By Associated Press • 

New Columbia bridge plan: Similar, riskier

PORTLAND — An Oregon-only plan to replace the Interstate 5 bridge over the Columbia River would resemble the two-state project that appeared dead a few weeks ago, and it would carry greater risks for Oregon's taxpayers.

The $3.4 billion bridge project began to close down after years of work and millions spent when the Washington Legislature wouldn't put up its $450 million share. But the planners are attempting to salvage a $2.75 billion project, the Oregonian reported.

Officials say it can go forward only if forthcoming financial projections convince Gov. John Kitzhaber and legislative leaders that the increased risks are reasonable.

Under the original Columbia River Crossing plan, Washington and Oregon would have split costs and liabilities. Under the new proposal, Oregon would be on the hook for any cost overruns and funding shortfalls.

A special session of the Legislature would be necessary to secure financing before Sept. 30. That's when Oregon's $450 million commitment is set to expire in the absence of matching money from Washington state.

The planning is for a project not much changed, except for dropping interchange improvements on the Washington side.

Light-rail mass transit, which has attracted federal money for the project, would be included.

“A bridge without the light rail element is not part of this project,” said Kris Strickler, de facto director of the project since the departure of his Washington counterpart.

Opposition to light rail was key in the debate in Washington, and a question in Oregon is who would cover a projected $2 million to $3 million annual operating loss.

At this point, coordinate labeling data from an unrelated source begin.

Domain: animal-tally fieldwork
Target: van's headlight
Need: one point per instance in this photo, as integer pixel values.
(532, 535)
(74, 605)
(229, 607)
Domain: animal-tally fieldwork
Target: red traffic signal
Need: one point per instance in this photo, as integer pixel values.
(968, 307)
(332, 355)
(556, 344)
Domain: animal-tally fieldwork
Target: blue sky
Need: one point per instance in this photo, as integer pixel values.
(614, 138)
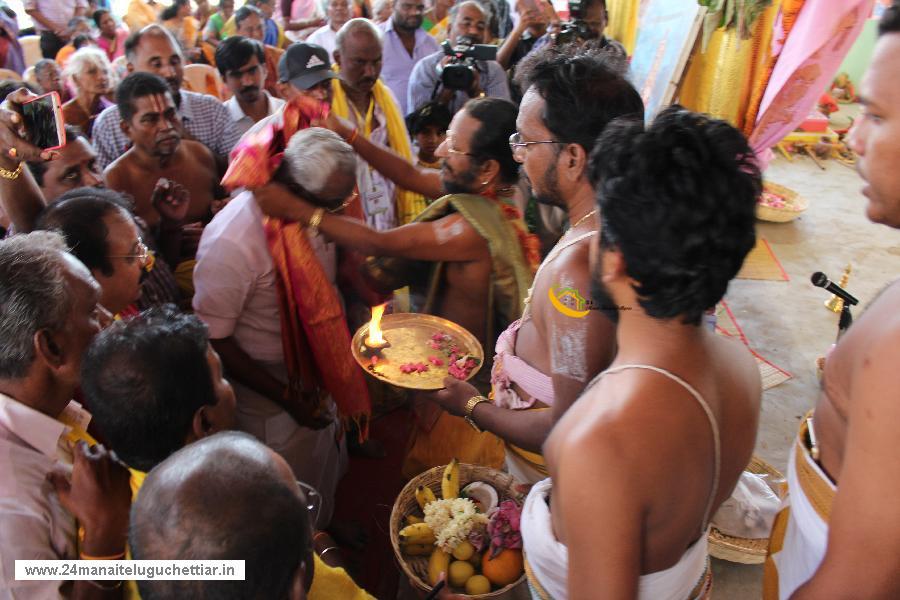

The project planners said projections still call for toll revenues of more than $1 billion, all of which would now go to Oregon.

State Treasurer Ted Wheeler is also expected to vet a preliminary investment-grade analysis of the project's finances. That's expected later this month, several weeks late.

“The Oregon-only proposal raises some new and complex questions that would need to be carefully considered because it implies that there will be a higher level of financial risk for Oregon taxpayers,” said a statement from Wheeler's office. It said he would “take as long as it takes to have confidence that this proposal will not expose Oregonians to undue risks.”